Laura Carmichael as Lady Edith in a scene from season...

Laura Carmichael as Lady Edith in a scene from season four of the Masterpiece TV series, "Downton Abbey." Credit: AP, 2013

THE SHOW "Downton Abbey"

WHEN | WHERE Season four premiere Sunday at 9 p.m. on WNET/13

WHAT IT'S ABOUT Six months after the death (in an auto accident) of Matthew Crawley (Dan Stevens), Downton Abbey is still in grief. Some have struggled to move on, but both his widow, Lady Mary Crawley (Michelle Dockery), and his mother, Isobel (Penelope Wilton), remain immobilized, while the rest of the family and staff wonder how to help them. The butler, Mr. Carson (Jim Carter), head housekeeper, Mrs. Hughes (Phyllis Logan), valet to Earl of Grantham Robert Crawley, John Bates (Brendan Coyle), and his wife, Anna (Joanne Froggatt), are thrust into this role.

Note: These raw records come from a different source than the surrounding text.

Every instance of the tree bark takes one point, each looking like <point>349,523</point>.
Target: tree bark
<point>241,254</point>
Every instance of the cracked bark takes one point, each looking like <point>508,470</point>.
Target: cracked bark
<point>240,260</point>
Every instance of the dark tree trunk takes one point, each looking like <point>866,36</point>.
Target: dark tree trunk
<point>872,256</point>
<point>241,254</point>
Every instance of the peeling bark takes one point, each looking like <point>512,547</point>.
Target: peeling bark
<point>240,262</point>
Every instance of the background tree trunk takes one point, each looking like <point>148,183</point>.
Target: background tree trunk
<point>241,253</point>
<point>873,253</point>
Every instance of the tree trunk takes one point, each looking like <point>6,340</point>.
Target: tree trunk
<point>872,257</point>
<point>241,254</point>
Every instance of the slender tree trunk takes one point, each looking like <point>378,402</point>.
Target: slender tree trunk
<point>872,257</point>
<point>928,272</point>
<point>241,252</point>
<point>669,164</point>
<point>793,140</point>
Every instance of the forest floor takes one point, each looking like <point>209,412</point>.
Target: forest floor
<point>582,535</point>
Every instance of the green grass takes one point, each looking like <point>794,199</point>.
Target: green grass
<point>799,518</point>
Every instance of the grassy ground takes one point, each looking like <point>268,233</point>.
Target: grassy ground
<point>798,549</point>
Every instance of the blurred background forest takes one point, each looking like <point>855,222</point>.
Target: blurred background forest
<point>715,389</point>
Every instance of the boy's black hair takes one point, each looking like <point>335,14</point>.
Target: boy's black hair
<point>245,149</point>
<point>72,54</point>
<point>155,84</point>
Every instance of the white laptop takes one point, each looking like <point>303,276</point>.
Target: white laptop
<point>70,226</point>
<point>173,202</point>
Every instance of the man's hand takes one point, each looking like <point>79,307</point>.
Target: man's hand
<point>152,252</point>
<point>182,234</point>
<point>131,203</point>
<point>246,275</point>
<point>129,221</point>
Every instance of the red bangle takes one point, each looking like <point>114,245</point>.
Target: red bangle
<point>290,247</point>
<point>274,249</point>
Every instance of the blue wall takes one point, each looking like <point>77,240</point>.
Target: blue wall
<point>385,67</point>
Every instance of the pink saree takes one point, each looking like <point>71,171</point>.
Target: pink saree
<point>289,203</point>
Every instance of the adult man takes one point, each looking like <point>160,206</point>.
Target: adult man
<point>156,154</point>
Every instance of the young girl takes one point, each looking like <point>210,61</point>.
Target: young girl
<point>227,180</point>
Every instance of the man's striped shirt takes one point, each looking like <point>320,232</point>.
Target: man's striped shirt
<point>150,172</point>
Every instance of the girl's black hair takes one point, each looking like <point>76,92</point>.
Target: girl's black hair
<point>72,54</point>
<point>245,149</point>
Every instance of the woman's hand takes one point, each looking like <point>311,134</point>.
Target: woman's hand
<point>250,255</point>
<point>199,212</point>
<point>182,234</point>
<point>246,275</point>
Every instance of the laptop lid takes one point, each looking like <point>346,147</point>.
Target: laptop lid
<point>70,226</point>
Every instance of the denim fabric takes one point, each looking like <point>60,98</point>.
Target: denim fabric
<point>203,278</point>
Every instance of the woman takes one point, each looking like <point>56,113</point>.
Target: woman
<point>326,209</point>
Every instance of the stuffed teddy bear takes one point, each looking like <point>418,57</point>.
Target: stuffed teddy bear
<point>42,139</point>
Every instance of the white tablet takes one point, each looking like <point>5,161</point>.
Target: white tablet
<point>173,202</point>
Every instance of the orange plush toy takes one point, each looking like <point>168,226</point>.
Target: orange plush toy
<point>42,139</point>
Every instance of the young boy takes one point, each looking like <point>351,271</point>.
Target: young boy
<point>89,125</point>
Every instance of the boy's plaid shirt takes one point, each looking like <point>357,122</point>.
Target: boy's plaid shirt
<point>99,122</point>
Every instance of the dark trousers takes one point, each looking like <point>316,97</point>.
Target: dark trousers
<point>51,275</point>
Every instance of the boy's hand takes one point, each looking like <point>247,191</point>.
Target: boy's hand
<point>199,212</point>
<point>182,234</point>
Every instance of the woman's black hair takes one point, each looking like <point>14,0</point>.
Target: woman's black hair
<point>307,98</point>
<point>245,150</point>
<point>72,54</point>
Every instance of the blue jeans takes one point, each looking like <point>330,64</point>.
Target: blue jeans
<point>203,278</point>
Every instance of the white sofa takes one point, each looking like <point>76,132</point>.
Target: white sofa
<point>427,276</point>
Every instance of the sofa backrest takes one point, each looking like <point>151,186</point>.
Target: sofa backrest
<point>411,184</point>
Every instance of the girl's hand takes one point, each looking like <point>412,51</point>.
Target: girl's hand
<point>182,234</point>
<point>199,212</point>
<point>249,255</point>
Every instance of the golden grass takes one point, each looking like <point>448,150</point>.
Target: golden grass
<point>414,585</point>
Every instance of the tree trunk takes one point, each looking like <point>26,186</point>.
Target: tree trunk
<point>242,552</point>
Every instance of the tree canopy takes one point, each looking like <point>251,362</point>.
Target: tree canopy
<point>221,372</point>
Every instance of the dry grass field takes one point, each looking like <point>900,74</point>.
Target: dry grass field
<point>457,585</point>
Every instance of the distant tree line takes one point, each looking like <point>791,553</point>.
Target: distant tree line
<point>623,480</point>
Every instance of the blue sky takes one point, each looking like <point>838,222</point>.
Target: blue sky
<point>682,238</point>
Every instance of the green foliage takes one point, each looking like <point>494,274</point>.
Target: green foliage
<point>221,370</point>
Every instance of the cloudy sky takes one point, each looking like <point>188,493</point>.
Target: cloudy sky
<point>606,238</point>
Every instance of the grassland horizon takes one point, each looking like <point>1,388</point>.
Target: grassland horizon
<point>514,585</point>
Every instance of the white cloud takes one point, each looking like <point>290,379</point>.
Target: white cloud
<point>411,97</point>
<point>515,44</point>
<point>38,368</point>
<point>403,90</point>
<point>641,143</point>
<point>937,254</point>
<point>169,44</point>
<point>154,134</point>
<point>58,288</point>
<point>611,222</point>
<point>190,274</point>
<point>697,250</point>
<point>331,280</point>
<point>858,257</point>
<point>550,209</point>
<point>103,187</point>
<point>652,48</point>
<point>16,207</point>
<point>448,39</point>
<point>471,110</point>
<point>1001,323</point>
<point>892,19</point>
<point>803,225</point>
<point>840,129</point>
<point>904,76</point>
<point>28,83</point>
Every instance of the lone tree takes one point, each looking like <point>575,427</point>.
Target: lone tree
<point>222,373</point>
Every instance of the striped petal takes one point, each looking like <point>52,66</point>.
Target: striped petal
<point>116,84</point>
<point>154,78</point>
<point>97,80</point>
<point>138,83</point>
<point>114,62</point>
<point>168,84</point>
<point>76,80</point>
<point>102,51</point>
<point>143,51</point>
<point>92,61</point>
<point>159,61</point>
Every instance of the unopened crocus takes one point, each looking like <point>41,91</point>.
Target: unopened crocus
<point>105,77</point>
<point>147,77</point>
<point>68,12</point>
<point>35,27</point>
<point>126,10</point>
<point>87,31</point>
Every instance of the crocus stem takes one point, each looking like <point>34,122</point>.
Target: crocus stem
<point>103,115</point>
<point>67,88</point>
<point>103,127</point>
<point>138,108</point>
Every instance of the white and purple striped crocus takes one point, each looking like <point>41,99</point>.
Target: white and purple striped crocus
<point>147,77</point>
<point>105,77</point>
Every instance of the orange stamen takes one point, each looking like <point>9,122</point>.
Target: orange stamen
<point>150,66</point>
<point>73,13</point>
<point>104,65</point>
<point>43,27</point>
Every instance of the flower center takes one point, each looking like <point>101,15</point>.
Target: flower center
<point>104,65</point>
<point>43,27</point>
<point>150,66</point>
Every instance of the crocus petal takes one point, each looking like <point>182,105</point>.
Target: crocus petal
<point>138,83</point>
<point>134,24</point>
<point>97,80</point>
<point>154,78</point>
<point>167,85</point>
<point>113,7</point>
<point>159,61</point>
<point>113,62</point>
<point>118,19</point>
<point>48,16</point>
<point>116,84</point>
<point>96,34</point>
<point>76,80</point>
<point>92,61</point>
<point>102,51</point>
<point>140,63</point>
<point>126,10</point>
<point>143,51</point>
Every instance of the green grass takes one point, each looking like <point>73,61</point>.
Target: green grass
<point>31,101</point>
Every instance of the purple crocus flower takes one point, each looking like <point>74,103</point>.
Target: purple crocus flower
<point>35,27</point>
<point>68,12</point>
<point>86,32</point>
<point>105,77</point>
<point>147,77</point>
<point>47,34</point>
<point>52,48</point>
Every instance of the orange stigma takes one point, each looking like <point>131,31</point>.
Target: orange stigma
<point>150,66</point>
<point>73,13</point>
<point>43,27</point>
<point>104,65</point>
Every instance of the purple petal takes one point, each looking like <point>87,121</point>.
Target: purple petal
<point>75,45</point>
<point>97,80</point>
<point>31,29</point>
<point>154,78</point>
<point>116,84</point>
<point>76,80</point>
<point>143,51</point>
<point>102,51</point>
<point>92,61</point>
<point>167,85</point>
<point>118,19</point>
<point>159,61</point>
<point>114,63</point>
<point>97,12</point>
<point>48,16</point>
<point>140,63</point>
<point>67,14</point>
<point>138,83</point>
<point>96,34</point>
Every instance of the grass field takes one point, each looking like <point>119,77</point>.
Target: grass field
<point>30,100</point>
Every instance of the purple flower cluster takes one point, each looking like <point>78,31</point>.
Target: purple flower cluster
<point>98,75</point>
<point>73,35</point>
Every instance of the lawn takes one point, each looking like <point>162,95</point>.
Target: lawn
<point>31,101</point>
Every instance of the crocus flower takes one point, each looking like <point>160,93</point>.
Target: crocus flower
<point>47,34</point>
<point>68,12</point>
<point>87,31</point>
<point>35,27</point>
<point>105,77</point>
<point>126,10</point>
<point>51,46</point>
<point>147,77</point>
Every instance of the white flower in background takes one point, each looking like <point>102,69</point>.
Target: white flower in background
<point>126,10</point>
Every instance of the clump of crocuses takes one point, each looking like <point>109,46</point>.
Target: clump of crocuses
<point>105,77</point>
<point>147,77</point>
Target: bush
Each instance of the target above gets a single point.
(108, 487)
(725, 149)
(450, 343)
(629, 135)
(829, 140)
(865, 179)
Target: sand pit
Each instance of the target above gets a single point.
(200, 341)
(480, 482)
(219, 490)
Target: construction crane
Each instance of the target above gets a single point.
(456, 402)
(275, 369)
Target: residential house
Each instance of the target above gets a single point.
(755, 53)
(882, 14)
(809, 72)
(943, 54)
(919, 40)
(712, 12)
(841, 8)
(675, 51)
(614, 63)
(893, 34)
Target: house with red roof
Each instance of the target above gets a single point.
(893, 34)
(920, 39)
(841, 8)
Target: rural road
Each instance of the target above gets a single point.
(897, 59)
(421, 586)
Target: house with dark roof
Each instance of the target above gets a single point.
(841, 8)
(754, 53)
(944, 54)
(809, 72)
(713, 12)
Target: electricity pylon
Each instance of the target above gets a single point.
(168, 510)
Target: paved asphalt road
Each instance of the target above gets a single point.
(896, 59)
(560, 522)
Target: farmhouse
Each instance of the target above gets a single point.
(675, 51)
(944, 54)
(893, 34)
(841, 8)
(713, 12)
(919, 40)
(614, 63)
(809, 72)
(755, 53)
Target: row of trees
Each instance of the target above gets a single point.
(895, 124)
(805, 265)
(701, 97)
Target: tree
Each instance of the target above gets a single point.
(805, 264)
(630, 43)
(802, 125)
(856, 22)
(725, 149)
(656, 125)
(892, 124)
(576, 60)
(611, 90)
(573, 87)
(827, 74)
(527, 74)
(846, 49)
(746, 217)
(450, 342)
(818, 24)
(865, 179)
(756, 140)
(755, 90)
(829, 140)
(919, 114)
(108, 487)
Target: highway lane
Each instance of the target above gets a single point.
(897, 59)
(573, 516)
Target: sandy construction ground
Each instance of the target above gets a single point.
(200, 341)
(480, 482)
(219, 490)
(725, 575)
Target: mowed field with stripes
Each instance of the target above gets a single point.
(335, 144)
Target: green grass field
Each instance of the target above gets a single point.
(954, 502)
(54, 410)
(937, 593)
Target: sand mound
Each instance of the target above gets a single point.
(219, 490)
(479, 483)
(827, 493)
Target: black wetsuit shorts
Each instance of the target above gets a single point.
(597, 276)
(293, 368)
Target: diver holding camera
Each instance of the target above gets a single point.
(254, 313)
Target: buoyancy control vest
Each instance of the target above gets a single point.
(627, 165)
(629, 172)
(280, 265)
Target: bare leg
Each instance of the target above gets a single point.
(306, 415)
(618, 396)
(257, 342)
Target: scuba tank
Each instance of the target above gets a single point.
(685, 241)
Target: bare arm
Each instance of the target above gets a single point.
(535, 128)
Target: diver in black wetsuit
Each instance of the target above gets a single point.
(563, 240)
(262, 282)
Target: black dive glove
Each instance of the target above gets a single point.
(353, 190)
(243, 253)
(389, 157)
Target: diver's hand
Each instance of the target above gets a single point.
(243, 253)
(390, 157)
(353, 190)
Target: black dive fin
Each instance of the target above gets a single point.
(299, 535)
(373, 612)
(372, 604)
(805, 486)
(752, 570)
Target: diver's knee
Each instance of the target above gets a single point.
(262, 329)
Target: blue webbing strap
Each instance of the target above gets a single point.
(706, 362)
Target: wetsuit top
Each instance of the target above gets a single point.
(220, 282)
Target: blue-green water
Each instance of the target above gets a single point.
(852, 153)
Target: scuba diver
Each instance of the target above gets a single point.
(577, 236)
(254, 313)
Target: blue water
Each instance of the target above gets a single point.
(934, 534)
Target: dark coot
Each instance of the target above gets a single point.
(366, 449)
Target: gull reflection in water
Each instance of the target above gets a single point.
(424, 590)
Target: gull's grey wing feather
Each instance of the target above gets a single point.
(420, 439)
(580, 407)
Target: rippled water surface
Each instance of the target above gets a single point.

MY SAY In the dead of the night, snappish lady's maid Sarah O'Brien (Siobhan Finneran) steals away to a new employ, leaving the Crawley family in the lurch. Coming as this does at the outset of Sunday's fourth-season opener, you're almost forced to wonder whether this is creator Julian Fellowes' own sly plot reference to Dan Stevens' departure at the end of last season.

No one left anyone "in the lurch" on "Downton." This is show business, with an emphasis on "business," and Stevens, a hot actor, had other opportunities -- or, as he told the Telegraph a year ago, "From a personal point of view, I wanted a chance to do other things."

Nevertheless, by leaving, he put the show in a tough position that it spends much of Sunday navigating. Even in the best and happiest of times, the moral superstructure of "Downton Abbey" works in a deliberate, unhurried way: Its stiff-upper-lip, All's Right with England code demands that "good" must come out of "bad," but that "bad" does need to be taken care of first. The absence of Crawley is bad and huge -- a black hole that sucks individual story lines and energy deep into its maw. Every core character is wracked -- Lady Mary above all.

But the good news is that most of all the other characters you love are back, behaving in ways you'd expect them to, with intriguing differences. Robert Crawley (Hugh Bonneville) seems smaller in stature, but his vibrant and more-alive-than-ever mother, Violet (Maggie Smith), has grown. The cloak of grief, braided with her famed willpower, fits her quite well.

And the show remains, as ever, a thing of immaculate beauty. Controversy arrives later this season. There's a big shock by the third episode later this month. In the meantime, enjoy the languid charm.

BOTTOM LINE Slow start Sunday, but the drama's beauty and quality are intact.